Sunday, December 31, 2017

Students on train footboard to face music in college

Siddharth Prabhakar | TNN | Updated: Dec 30, 2017, 10:57 IST



CHENNAI: College students across the city and its suburbs who display their footboard travelling stunts on suburban trains will soon have to face their principal for their antics.
The Railway Protection Force (RPF) has started a drive where it will write to college principals armed with solid evidence about these footboard travelling students, thus leading to strict action from the college management.

RPF personnel across the Chennai division, which is spread up to Tiruvallur and Vellore districts in the north-west and Kancheepuram in the south, have already started video recording the footboard travelling incidents. They have been directed to zoom in onto the faces of the offenders.

The footage will then be matched with the students' railway passes for photo identification. "We have collected this information from colleges and the commercial department," said Louis Amuthan, senior divisional security commissioner (Sr DSC), who heads the RPF of Chennai division.

This strategic move comes close on the heels of an alarming increase in the number of footboard travelling cases registered by RPF. Compared to 6,500 cases in January to November period of 2016, this year 7,500 cases have been registered in the same period. This is an increase of 15%. This has gone up to around 8,300 in December this year.

Data shows that maximum cases have been registered on the Chennai-Arakkonam section (40%), followed by the Chennai-Gummidipundi (32%) and the Chennai-Chengalpet (28%).
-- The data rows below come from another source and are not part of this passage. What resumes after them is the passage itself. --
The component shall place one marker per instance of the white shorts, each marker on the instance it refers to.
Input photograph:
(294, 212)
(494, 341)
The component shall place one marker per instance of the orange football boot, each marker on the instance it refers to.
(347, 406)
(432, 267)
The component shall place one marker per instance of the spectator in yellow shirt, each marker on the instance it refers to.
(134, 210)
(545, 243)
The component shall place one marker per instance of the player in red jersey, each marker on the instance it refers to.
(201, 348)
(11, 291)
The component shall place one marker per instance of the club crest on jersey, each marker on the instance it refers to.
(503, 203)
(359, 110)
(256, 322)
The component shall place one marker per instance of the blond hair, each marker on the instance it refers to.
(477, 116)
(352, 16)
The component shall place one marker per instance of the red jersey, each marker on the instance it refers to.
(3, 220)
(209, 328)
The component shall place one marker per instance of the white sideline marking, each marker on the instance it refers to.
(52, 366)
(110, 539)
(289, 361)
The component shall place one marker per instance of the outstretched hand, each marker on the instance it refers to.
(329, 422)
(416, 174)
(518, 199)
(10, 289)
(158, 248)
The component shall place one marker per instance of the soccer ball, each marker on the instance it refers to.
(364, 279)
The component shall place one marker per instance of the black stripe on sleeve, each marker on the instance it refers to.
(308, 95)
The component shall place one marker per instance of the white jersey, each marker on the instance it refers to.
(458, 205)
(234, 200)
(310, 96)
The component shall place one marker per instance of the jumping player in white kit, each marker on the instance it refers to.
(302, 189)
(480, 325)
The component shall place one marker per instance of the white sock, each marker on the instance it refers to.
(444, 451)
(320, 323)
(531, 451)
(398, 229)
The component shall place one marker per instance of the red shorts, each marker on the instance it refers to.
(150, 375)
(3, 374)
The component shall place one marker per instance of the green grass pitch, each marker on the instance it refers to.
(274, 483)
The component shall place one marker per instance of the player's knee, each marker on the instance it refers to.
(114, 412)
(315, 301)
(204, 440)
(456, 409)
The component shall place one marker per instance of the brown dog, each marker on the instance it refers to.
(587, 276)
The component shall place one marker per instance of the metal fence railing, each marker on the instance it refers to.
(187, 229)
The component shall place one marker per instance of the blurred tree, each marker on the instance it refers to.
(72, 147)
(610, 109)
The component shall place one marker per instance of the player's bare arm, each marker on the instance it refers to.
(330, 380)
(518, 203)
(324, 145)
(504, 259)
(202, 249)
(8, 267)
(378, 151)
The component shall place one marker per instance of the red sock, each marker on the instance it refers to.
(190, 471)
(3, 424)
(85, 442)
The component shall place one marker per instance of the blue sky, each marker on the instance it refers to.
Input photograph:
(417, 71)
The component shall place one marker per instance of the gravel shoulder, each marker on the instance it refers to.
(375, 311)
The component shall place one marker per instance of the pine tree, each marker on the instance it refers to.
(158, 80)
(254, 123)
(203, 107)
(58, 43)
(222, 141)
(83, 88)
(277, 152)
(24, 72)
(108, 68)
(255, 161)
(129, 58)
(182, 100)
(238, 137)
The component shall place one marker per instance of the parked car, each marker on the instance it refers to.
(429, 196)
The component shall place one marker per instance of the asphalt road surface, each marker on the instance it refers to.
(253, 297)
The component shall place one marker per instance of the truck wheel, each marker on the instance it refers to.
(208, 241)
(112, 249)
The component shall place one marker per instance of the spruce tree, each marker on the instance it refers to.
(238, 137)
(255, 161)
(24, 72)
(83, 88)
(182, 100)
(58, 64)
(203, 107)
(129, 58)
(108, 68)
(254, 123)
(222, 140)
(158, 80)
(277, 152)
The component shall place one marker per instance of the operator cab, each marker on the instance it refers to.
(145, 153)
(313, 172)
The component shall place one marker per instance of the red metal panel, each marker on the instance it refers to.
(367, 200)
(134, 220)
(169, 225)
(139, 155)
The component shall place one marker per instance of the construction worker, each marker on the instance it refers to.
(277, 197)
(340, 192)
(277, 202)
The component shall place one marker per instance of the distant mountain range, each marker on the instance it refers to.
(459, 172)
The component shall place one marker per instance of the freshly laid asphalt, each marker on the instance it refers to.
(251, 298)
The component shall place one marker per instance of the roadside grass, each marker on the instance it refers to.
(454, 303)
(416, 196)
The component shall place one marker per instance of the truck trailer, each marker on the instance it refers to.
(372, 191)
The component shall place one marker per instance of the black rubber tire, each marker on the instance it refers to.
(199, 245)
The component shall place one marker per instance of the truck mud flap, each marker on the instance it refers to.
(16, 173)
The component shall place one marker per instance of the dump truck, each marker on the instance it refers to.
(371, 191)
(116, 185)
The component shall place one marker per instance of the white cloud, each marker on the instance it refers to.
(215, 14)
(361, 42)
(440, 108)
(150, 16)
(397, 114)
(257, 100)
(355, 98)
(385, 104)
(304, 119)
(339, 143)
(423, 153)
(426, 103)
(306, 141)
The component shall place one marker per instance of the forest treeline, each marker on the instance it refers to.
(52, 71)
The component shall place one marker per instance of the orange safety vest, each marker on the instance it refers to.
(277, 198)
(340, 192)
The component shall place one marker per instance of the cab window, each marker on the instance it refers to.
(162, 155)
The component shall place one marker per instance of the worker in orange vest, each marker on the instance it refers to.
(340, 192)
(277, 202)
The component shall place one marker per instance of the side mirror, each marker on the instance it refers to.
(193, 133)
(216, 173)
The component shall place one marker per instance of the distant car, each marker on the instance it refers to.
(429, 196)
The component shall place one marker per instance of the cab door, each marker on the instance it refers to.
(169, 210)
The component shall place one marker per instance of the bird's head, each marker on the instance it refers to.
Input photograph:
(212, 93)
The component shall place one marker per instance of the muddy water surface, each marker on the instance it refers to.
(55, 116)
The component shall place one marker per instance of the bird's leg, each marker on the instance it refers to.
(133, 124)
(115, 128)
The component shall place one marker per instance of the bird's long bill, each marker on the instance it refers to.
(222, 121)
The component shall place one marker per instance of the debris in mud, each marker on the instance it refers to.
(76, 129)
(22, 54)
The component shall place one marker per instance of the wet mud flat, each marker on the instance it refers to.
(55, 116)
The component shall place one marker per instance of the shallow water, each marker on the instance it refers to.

In October, videos of students travelling on footboard of a train from Chennai to Arakkonam and brandishing knives and other weapons went viral, much to the shock of everyone. Sources say the stunts of Pachaiyappa's and Presidency college students have spilled over from MTC buses to suburban trains.

"It is become a menace. Many run-over deaths are also because the passengers are travelling on footboard. It is extremely dangerous, but students don't understand the risk it carries," said Amuthan. RPF personnel on the ground say that there are many commuters who travel on footboard as there is no space inside the trains, but college students choose the dangerous way of travel only to 'show-off'. Footboard travelling can be dangerous for other co-passengers too.